Leia uma reportagem que celebra os sessenta anos de Bandeira e traz alguns de seus poemas, publicada no suplemento “Letras e Artes” do jornal “A Manhã”, em 1946 (Hemeroteca Digital)

Em 1954, Manuel Bandeira publicou o livro de memórias “Itinerário de Pasárgada”, no qual não apenas contou sobre momentos marcantes de sua vida, mas também expôs seu processo de criação, seu conhecimento sobre poesia e a construção de um imaginário (cujo nome leva o de uma cidade fundada na Pérsia pelo imperador Ciro) que acabou por ser uma alternativa à vida que a doença o impediu de levar. A partir do ano seguinte, começou a escrever crônicas para o “Jornal do Brasil”, e, entre 1961 e 1964, colaborou com a Rádio Roquette Pinto e com o programa “Quadrante”, da Rádio Ministério da Educação.

Em 1966, os livros de poemas que lançara até então foram reunidos num só, “Estrela da Vida Inteira”, cuja publicação fez parte das comemorações pelos 80 anos do poeta. Nesse mesmo ano, Manuel Bandeira escreveu mais uma de suas várias cartas endereçadas a Ana Sales Brandão, a “Donana”, que conhecera em 1905 numa viagem a Minas e com quem se correspondeu durante décadas.

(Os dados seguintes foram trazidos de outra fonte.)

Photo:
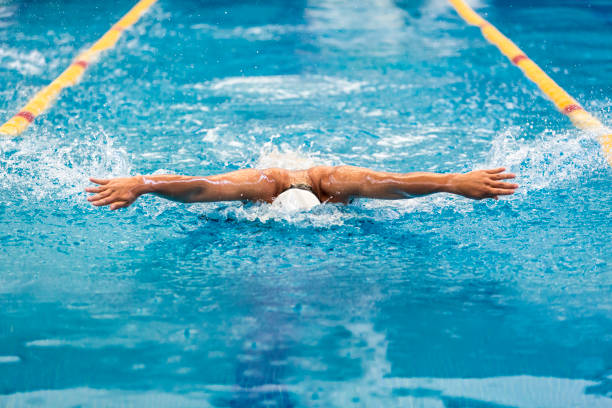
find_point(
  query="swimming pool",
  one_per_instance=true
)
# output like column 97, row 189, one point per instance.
column 437, row 301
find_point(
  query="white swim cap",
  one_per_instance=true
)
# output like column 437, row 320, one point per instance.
column 296, row 199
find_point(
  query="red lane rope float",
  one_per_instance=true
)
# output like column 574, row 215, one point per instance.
column 562, row 100
column 45, row 97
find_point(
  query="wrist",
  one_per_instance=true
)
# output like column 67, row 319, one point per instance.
column 143, row 185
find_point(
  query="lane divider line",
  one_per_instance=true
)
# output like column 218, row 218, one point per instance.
column 562, row 100
column 45, row 97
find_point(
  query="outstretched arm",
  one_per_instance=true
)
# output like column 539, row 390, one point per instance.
column 249, row 184
column 345, row 182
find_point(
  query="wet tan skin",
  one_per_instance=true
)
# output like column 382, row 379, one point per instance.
column 330, row 184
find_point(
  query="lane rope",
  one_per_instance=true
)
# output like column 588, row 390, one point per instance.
column 562, row 100
column 45, row 97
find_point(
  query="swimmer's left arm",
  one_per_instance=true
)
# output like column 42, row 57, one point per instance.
column 247, row 184
column 345, row 182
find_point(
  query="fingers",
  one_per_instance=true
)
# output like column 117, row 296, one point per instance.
column 104, row 201
column 100, row 196
column 99, row 181
column 503, row 176
column 119, row 204
column 501, row 191
column 495, row 171
column 95, row 189
column 501, row 184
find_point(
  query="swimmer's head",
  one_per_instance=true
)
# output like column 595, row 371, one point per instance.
column 296, row 199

É o testemunho de uma longa amizade, na qual o escritor fala de coisas corriqueiras, quaixa-se da saúde e deseja um feliz ano novo.

Leia a carta de Bandeira a Donana, publicada em dezembro de 1966 (Divisão de Manuscritos)

Manuel Bandeira faleceu de uma hemorragia gástrica aos 82 anos. Para seus leitores, deixou um inestimável legado em que o lirismo, a rebeldia e a nostalgia se fundem para criar versos inesquecíveis.